The stricken man in the armchair looked up with dulled eyes. It was some little time before he could be made to understand the drift of the question.

"I am trying to remember," he said, passing his hand over his forehead. "As far as I can recollect, there were no details given. The paragraph said that certain important papers had been stolen from the Foreign Office, and handed over to the enemies of this country. The editor of the Mercury was supposed to be in a position to vouch for this, and he hinted very freely at the identity of the culprits. A résumé of the missing papers was promised for the morning issue of the Mercury to-morrow. Then there was a break in the report, and down below a short history of my son's suicide. This was pointed to as an absolute confirmation of the news, the suggestion being that my son had shot himself after reading the nine o'clock edition of the Mercury, which contained the first part of the report."

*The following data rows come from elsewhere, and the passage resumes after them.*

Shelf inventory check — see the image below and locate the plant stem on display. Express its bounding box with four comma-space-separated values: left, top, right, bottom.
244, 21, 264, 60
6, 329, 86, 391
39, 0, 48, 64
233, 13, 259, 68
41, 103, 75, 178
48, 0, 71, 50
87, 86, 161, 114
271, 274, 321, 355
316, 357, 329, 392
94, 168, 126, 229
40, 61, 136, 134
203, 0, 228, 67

"There is some foul and mysterious business here," Ronald Hope said sternly. "It is only twenty minutes ago that I heard what the boys were calling out. I immediately took a hansom to Maxwell's rooms, to find that he had gone to Paris in a great hurry. He had left no message behind him. He had not even taken his man, whom he never travels without."

"He has fled," Merehaven said promptly. "This thing is absolutely true. What beats me is the prompt way in which these Mercury people collected the news."

"That is where I come in," Varney remarked. "We'll get Lechmere into this, if you don't mind? Sir Reginald had better stay here for the present. Lechmere shall go and interview Hunt of the Mercury. And if he does not bring back some very startling news, I shall be greatly mistaken."